Furthermore, by studying the OLV virophage, six genes are linked to genes of giant viruses of the
Phycodnaviridae family, indicating that gene exchange between these virophages and viruses occurs during coinfection [
28,
29,
37]. This fact was also recorded by studying its g12, derived from an unknown giant virus infecting the alga
Chlorella sp. [
29,
37]. By comparing the genome of the OLV virophage with that of the
Organic Helper Phycodnaviruses (OLPV) of the
Phycodnaviridae family, it was shown that as many as 7408 bp of the OLV virophage encodes g17–22 proteins, similar in 32–65% to sequences in the OLPV-1 and OLPV-2 regions of the
Phycodnaviridae family giant viruses [
29,
51]. This virophage has also demonstrated unique genes targeting specific adaptation for its helper–host system, including a DNA methyltransferase specific for N6 adenine [
29]. In addition, it has been described that the genes of the OLV virophage, found in g12, g13, g17, g19, g20, g22, and g23, are linked, among others, to the coding of a protein responsible for the selectivity of NCLDV viral homologues.
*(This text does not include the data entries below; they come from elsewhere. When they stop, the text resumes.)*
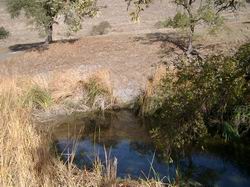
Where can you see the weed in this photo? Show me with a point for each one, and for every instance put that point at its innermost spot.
(97, 94)
(101, 29)
(3, 33)
(37, 98)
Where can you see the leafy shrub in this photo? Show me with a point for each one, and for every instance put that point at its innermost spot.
(208, 92)
(3, 33)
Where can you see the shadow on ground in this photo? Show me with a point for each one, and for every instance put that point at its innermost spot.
(40, 46)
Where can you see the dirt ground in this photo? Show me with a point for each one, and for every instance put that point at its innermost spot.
(130, 53)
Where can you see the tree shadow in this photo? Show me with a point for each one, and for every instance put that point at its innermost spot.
(39, 46)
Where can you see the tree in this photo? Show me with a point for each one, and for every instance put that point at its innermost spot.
(191, 14)
(45, 12)
(3, 33)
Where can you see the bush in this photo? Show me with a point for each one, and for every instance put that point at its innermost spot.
(3, 33)
(209, 92)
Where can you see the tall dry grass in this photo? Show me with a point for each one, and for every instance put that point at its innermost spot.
(26, 158)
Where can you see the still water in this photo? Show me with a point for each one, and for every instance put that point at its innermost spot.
(128, 139)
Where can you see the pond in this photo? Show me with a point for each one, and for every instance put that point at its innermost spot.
(128, 138)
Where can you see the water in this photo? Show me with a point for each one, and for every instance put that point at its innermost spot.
(128, 139)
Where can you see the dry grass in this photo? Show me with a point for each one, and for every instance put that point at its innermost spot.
(26, 154)
(147, 101)
(26, 158)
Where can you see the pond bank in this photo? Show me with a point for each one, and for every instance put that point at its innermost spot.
(124, 136)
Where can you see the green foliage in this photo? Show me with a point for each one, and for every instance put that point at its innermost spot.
(3, 33)
(37, 98)
(192, 14)
(101, 28)
(213, 92)
(94, 89)
(180, 20)
(244, 58)
(44, 12)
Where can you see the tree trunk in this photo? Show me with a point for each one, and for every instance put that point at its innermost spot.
(49, 38)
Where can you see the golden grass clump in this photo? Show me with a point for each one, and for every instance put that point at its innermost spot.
(148, 100)
(26, 158)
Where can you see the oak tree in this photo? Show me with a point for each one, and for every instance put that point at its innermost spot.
(44, 13)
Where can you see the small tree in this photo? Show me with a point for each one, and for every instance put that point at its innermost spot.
(45, 12)
(3, 33)
(191, 14)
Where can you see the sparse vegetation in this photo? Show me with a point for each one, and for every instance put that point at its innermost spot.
(101, 28)
(191, 14)
(210, 92)
(45, 13)
(26, 155)
(3, 33)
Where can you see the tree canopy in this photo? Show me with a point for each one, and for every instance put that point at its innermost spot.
(45, 12)
(190, 14)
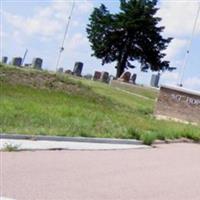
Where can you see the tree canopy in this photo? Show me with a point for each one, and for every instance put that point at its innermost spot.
(132, 34)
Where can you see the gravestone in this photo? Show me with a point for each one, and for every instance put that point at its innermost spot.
(37, 63)
(17, 61)
(27, 64)
(68, 71)
(78, 68)
(88, 76)
(133, 78)
(125, 77)
(178, 103)
(155, 80)
(97, 75)
(4, 59)
(60, 70)
(104, 77)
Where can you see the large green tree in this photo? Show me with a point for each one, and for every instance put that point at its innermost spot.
(133, 34)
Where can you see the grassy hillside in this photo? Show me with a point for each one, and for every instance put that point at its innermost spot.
(36, 102)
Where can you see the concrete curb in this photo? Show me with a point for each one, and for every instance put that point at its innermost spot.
(71, 139)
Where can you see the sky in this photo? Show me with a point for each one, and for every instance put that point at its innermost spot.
(38, 25)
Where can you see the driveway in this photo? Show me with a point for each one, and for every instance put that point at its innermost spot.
(166, 172)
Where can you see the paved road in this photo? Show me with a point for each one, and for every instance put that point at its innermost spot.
(162, 173)
(42, 145)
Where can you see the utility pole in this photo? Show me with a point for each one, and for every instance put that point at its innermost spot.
(24, 56)
(189, 48)
(61, 49)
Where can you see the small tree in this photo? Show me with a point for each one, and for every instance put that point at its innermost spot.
(131, 35)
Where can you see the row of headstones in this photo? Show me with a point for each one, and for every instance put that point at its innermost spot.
(125, 77)
(17, 61)
(78, 67)
(105, 77)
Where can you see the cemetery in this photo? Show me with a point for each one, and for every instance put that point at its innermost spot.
(84, 107)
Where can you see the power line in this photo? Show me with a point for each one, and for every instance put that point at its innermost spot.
(189, 47)
(65, 34)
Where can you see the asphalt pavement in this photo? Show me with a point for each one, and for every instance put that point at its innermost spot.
(169, 171)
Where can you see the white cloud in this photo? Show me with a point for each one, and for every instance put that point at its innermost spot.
(175, 47)
(170, 78)
(47, 21)
(178, 17)
(76, 42)
(193, 82)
These include APMV and Sputnik virophage, including their transmembrane protein and a protein-encoding the three-stranded structure of the OLV virophage collagen, as well as a protein presumably conditioning the interaction of the OLV virophage with the giant virus [
2,
29,
37,
50]. By infecting giant viruses of the
Phycodnaviridae family and infecting unnamed phototrophic marine algae, the OLV virophage influences their growth and abundance, thus playing a pivotal role in regulating the microbial network of organic lake waters [
29].
2.7. Virophage RNV (Rio Negro Virophage)
The RNV virophage was the first virophage discovered in Brazil in 2011 in the waters of the Negro River in Amazonia and was found in the amoeba
A. castellanii infected with Samba giant virus, genus
Mimivirus, family
Mimiviridae Lineage A [
2,
8,
11,
17,
25,
30]. The capsid of the RNV virophage has icosahedral symmetry with a diameter of only 35 nm, and its genome consists of dsDNA. Although there are no precise data on its shape, it is indicated to be similar to the circular dsDNA of the Sputnik virophage [
2,
30]. The genome of the RNV virophage is 18,145 bp long and contains 20 genes ranging from 330 to 2340 bp, confirming its close relationship not only to the Sputnik virophage but also to the Sputnik 2 and Sputnik 3 virophages [
25,
30].
It is also indicated that the sequence of the MCP protein gene of the virophage RNV is also partly identical to the gene encoding the MCP protein of the virophage Sputnik [
8,
30]. This virophage has similar gene content and symmetry to Sputnik virophage 2, despite SNPs (single nucleotide polymorphisms) and insertions found in coding and noncoding regions [
30]. A 49 bp insertion at position 11,841 in the RNV virophage has also been recorded, which results in an elongation of its region between g14 and g15 [
6] and is a repeat of the previous 49 nucleotides, except for an SNP at Position 22, where cysteine has been replaced by guanine [
30]. SNPs were also found in the genome of this virophage at Positions 16.075 and 18.121, with a deletion at Position 18.145 and an additional three guanines inserted at Position 18.016 [
30]. Comparing the genome of the RNV virophage with that of the Sputnik, Sputnik 2, and Sputnik 3 virophages, it can be observed that it lacks the last 244 bp [
30]. This virophage replicates in the Samba giant virus infecting
A. castellanii amoebae, causing its defective shape and abnormal capsid and reducing the abundance of this giant virus in amoebae by more than 80% [
2].
2.8. Virophage PGVV (Phaeocystis Globosa Virus Virophage)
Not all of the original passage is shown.